Fin dalla relazione del segretario Alberto Pagani si capiva che un partito frastornato cercava di prendere tempo e aspettava con rassegnazione la marea delle critiche.

Che sono puntualmente arrivate.

A partire da una considerazione politica che l’intera (o quasi) assemblea ha condiviso: di governassimo col Pdl non si deve nemmeno parlare.

Poi con linguaggio sempre corretto e qualche segno di esasperazione è stata fatta la lista delle cose che non vanno.

Questo partito non può diventare un ufficio di collocamento (in molti casi ben retribuito) per persone che poi non vedi mai alle iniziative politiche (non a caso, con un paio di eccezioni, tutti gli uomini Pd dentro le controllate e le ex municipalizzate erano assenti, come i parlamentari uscenti, peraltro, vale a dire Mercatali e Albonetti), si fanno molte chiacchiere e tanti riunioni per un posto prezioso (in termini economici) e nulla viene fatto per parlare con i cittadini, il partito è diventato talmente autoreferenziale che non conosce nemmeno la realtà nella quale opera.
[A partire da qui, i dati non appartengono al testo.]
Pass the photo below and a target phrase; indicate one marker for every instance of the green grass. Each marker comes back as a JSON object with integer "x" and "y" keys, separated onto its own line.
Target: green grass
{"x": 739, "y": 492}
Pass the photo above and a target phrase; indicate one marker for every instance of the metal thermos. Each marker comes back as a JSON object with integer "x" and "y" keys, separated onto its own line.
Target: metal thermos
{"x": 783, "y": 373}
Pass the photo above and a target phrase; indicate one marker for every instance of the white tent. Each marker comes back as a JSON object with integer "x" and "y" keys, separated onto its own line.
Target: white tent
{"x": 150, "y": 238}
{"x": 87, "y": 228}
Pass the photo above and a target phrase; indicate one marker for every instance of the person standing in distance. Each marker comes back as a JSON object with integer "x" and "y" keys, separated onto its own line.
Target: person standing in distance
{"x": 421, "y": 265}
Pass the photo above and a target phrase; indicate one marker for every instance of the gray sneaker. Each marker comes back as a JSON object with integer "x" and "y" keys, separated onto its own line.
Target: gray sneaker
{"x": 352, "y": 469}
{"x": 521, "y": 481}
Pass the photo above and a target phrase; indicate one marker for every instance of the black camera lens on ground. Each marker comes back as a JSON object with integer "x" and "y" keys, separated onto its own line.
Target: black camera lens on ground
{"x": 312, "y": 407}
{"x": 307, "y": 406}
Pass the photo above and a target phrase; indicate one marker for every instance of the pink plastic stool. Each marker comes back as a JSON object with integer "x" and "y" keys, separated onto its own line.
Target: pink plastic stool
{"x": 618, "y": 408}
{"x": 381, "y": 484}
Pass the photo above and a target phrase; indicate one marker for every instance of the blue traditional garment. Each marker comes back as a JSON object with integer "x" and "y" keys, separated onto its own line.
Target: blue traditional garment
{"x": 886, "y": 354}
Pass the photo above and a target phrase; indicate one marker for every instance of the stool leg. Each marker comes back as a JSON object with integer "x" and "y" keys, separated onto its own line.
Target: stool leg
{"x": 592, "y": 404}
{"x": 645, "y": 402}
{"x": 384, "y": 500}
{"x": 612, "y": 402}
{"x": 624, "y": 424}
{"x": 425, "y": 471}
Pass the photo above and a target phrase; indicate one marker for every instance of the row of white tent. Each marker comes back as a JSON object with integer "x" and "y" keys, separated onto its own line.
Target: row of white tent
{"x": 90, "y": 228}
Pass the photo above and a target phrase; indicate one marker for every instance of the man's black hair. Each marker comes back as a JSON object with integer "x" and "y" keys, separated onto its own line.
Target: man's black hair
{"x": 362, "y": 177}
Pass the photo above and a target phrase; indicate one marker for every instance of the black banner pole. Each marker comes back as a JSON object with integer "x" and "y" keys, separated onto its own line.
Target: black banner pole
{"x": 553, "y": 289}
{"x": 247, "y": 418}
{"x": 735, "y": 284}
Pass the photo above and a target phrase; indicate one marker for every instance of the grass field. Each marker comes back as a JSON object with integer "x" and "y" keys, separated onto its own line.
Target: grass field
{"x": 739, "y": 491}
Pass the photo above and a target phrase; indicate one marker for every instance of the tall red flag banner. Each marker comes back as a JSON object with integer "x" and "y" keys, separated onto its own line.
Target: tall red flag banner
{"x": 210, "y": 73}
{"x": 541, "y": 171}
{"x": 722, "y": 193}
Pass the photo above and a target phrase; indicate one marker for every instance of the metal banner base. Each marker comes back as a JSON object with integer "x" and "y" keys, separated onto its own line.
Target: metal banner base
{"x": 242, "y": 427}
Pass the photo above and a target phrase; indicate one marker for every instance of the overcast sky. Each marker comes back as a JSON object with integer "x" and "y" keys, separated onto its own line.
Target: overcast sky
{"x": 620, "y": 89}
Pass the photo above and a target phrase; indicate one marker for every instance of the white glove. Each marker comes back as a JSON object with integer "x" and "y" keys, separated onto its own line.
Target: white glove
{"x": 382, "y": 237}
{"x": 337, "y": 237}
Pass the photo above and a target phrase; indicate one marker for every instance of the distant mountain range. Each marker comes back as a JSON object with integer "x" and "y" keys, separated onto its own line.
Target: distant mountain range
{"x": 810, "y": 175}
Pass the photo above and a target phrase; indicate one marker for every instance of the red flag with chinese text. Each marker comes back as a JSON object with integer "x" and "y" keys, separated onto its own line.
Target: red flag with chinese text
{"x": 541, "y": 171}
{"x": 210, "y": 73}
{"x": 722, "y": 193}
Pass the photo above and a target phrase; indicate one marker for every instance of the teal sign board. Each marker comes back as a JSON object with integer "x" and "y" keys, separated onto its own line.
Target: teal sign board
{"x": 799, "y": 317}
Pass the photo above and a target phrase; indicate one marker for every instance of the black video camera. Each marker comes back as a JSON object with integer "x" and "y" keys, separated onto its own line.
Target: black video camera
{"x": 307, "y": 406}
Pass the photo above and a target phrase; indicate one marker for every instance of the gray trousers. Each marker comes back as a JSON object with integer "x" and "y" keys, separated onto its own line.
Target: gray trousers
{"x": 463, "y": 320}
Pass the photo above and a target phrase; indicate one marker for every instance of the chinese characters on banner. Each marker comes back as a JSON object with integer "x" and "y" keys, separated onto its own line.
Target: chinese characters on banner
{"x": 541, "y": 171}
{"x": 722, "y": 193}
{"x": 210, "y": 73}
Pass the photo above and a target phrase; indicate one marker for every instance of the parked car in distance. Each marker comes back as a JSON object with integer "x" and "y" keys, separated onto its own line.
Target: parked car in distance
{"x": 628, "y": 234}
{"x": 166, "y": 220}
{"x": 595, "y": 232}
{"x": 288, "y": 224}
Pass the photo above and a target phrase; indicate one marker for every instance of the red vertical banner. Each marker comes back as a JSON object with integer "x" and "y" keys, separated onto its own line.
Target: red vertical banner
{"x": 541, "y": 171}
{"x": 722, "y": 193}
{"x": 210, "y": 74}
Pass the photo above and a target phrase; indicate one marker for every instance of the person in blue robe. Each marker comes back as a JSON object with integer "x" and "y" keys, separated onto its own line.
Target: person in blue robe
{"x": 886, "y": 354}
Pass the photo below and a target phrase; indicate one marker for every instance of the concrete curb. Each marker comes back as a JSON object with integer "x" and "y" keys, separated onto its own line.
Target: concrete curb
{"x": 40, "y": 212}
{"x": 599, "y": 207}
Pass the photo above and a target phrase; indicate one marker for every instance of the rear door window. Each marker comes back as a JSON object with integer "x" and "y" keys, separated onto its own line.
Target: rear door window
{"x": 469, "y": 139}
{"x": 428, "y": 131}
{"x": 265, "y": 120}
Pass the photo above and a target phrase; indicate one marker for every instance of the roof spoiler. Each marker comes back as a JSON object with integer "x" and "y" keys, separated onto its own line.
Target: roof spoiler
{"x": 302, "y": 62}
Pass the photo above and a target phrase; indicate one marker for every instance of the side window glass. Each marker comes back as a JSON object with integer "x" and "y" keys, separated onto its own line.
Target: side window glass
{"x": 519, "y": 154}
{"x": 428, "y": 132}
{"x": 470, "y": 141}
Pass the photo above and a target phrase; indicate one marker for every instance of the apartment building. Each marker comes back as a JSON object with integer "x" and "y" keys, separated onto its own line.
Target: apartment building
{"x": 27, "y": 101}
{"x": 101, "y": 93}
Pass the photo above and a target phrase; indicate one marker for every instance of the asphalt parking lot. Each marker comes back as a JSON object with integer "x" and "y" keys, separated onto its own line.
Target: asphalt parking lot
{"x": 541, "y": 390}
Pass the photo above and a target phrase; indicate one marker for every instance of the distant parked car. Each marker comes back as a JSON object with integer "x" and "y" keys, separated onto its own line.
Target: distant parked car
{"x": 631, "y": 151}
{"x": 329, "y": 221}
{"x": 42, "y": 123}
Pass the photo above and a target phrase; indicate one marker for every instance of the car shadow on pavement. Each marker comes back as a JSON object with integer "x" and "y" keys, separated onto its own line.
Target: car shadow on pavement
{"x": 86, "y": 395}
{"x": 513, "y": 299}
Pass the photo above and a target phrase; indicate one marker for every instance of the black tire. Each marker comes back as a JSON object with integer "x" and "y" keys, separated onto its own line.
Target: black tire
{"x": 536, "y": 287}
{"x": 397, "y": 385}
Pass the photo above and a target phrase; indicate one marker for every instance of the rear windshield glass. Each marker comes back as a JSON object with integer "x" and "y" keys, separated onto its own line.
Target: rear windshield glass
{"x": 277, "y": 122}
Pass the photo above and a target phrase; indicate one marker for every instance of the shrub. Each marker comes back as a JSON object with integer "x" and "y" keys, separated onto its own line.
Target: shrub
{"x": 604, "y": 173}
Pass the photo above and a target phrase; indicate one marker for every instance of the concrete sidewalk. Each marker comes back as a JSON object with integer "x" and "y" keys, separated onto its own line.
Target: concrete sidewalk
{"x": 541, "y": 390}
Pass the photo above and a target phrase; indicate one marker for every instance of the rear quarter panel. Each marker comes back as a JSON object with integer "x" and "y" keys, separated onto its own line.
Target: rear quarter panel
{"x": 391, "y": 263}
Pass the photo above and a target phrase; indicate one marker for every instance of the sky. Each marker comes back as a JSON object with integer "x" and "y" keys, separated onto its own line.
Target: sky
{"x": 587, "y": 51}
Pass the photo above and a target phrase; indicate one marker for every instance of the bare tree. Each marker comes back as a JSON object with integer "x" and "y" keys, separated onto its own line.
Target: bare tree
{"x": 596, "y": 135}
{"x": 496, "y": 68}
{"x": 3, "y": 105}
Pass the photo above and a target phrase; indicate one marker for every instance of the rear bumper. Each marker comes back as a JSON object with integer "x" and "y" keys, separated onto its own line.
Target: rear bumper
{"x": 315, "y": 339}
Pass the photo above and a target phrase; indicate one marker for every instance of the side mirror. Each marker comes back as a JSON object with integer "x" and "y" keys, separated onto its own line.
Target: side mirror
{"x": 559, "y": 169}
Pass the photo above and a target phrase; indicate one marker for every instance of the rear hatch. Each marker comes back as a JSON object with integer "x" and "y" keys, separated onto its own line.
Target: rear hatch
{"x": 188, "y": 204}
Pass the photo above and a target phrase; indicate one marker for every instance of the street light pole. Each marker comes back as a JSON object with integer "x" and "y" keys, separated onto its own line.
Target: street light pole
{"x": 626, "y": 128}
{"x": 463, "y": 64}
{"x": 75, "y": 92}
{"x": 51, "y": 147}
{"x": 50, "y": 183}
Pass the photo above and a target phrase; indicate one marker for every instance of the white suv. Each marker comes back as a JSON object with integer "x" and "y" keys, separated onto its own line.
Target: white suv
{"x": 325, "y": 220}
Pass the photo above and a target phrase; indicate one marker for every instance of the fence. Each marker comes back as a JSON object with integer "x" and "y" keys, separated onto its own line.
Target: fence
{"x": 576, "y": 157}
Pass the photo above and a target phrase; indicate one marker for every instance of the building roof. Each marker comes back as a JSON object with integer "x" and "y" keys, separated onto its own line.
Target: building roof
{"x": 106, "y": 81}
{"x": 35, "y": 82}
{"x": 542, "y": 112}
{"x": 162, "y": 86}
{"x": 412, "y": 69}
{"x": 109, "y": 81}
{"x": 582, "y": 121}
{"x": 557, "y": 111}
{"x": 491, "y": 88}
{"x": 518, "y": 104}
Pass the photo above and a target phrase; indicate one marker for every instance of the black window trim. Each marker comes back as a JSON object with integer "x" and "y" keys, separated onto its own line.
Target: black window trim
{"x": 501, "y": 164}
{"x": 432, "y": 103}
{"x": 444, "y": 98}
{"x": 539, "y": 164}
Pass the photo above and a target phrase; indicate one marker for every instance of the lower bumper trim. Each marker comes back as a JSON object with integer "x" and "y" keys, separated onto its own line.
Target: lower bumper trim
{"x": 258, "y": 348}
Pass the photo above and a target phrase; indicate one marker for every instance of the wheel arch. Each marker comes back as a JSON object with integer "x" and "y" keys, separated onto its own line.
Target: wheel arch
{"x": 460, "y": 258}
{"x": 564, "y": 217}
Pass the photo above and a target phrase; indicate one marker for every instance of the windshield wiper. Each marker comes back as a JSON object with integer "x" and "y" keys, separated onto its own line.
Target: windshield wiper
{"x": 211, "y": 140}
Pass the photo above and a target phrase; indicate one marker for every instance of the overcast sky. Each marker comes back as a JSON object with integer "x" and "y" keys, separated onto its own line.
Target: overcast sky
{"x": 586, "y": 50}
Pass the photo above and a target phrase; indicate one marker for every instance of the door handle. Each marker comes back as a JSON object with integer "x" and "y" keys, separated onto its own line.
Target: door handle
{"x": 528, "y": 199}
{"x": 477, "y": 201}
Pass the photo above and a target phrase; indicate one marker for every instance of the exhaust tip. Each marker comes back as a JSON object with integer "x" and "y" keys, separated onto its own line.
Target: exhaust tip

Pagani aveva candidamente ammesso che non conosciamo più la realtà nella quale operiamo, ma la richiesta che veniva da tanti interventi si può riassumere in una domanda: quante elezioni dobbiamo ancora perdere per sapere quel che oggi ignoriamo?

E  in molti si sono chiesti: perché abbiamo perso i voti dei lavoratori quando siamo nati per essere il partito della speranza anche dei lavoratori?

Per certi versi è stata anche un’assemblea che ha tentato di porre un punto fermo: per riprendere la famosa frase di Nanni Moretti, cominciava a cercare i dirigenti che potrebbero portare il Pd fuori dalle sabbie mobili (e tutti sentivano il fiato sul collo di un Movimento5Stelle che sta galoppando), e ci pare anche che abbia ormai piena consapevolezza che le facce attuali poco o nulla possono fare per creare la svolta.

La prossima puntata andrà in onda entro un mese, e si parlerà di come gestire le (eventuali?) dimissioni del segretario.